I know I have made a Crema de Fruta recipe in the past, this one’s the cupcake version and I’ve updated the crema recipe since a pudding mix is not readily available here in Manila. The crema recipe here is made of easy to find ingredients.
While Crema de Fruta has always been associated with holidays, we all know we can make it anytime (by we, I mean me. I make this dessert any time of the year). Especially that this one is a no bake version. Want to see how I made it?
In this no-bake version of Crema de Fruta Cupcakes, divide a mamon horizontally so that we have two thin round cakes. Using a round cookie cutter, cut a round piece and place in the baking cup. I used a round 2 inch cutter. In this recipe, I used 6 mamon from Monde. Of course, not all will have the perfect round cake, some will have the uneven cuts but that should be okay, the cupcakes will be devoured in seconds, I tell you. The mamon I used will be enough to make 17 creme de fruta cupcakes. Set these aside.
To make the crema part, I pattered this after the yema filling but less yolk and added cornstarch.
In a sauce pan (I used our trusty kawali), combine together condensed milk butter and egg yolks and cook in low heat.
In a small bowl, mix together 1 1/2 cups of water and the cornstarch – do this step before adding to the milk and egg yolks mixture since cornstarch doesn’t melt when heated. Add water/cornstarch to the milk and egg yolks mixture. I used Jolly Condensada for this recipe.
Stir constantly. At some point it will be bubbly. Once the bubbles start disappearing, it will be almost ready. The creme will cook in about 20 minutes. The texture we are looking for is thick and slightly jiggly.
Now, cook the gelatin per package instructions. I used Alsa Gulaman in green, one box. Instead of cooking it in 1 3/4 cups of water, I cooked it in two cups resulting in a softer gelatin.
To assemble, brush mamon (in the baking cups) with the fruit cocktail syrup, so it’s moist. Add two tablespoons of crema in each cup.
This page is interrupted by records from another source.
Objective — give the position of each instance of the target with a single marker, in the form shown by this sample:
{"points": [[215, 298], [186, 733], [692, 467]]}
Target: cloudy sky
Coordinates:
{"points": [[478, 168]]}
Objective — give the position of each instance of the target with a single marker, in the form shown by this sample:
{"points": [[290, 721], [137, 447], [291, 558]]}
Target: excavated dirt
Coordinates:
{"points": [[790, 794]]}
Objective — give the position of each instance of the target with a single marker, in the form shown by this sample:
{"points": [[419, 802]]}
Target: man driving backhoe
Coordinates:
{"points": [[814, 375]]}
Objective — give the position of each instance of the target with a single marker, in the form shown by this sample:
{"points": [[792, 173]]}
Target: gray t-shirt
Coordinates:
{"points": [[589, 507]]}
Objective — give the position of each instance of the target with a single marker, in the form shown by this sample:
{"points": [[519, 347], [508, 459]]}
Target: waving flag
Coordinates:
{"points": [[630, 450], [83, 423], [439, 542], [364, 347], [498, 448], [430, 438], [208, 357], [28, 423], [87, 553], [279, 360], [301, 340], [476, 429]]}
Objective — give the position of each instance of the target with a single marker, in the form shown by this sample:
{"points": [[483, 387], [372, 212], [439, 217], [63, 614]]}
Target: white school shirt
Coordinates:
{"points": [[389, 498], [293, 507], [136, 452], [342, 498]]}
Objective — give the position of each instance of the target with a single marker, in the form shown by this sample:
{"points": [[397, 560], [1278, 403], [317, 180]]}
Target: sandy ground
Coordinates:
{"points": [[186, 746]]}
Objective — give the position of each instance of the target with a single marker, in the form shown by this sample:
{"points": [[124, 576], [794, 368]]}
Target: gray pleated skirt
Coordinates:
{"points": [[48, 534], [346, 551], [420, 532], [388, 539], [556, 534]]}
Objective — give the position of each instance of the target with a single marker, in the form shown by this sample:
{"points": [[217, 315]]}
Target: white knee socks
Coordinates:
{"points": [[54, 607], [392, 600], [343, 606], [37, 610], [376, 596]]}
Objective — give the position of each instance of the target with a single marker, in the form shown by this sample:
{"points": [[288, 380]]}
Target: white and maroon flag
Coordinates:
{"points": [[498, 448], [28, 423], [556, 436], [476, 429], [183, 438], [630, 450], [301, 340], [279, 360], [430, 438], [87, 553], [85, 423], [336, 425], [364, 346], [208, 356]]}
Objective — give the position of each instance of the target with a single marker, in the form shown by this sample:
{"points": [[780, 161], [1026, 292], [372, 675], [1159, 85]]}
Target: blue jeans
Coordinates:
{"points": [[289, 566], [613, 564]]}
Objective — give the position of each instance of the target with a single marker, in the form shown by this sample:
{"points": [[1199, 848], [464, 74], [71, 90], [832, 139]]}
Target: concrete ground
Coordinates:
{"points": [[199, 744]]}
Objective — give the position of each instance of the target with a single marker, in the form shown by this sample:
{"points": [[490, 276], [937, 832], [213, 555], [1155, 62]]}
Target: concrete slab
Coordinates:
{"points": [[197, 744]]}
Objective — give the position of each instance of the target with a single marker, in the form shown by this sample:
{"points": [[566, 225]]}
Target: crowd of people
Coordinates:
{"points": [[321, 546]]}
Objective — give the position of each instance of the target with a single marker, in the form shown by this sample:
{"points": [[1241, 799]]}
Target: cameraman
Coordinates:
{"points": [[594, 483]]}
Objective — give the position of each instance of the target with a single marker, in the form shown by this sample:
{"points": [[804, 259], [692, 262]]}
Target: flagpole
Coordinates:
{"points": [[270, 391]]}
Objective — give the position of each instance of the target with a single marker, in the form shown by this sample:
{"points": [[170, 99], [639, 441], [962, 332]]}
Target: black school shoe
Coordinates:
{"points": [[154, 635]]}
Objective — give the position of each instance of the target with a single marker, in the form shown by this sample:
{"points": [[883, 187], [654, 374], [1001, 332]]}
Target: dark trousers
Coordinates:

Add fruits from the fruit cocktail (fruits should have been drained), arrange it festively (though my definition of “arrange it festively” is to put a cherry in the center, but it’s your choice however way you want it). I used Del Monte Fiesta Fruit Cocktail (836 grams) for this recipe. You’re welcome to just use peaches and cherries or whatever fruits you have on hand.
Lastly, pour cooked gelatin up to the brim, until it can hold no more. I say up to the brim because once chilled, the gelatin will shrink, so it’s better to put enough so it won’t look bitin.
Chill cupcakes a minimum of 4 hours to allow the gelatin to set.
- 6 pieces mamon
- 2 yolks
- 1 tablespoon butter
- 1 can condensed milk (300ml)
- 1 1/2 cups water
- 1/4 cup cornstarch
- 1 1/2 tsp vanilla
- 1 can fruit cocktail (836g), drained, ave the syrup.
- 1 box gulaman (plus 2 cups water)
- To prepare the mamon base, divide the mammon evenly into 17 baking cups. Set aside.
- To prepare the cream, pour the condensed milk in a sauce pan, add butter and egg yolks (lightly beaten). In a small bowl, mix together 1 1/2 cups water and cornstarch. Pour water/cornstarch mixture into the sauce pan with condensed milk and cook in low heat. Once bubbles disappears it will be almost ready, in about 20 minutes. Remove from heat and add vanilla extract. Let it cool.
- Cook gulaman per package instructions, but instead of 1 3/4 cups, cook gelatin in 2 cups of water.
- To assemble, brush syrup into the mamon in the prepared baking cups. Add 2 tablespoons cream in each cup. Add enough fruits until it reaches the top and fill with gelatin.
- Refrigerate cupcakes a minimum of four hours to set the cupcakes.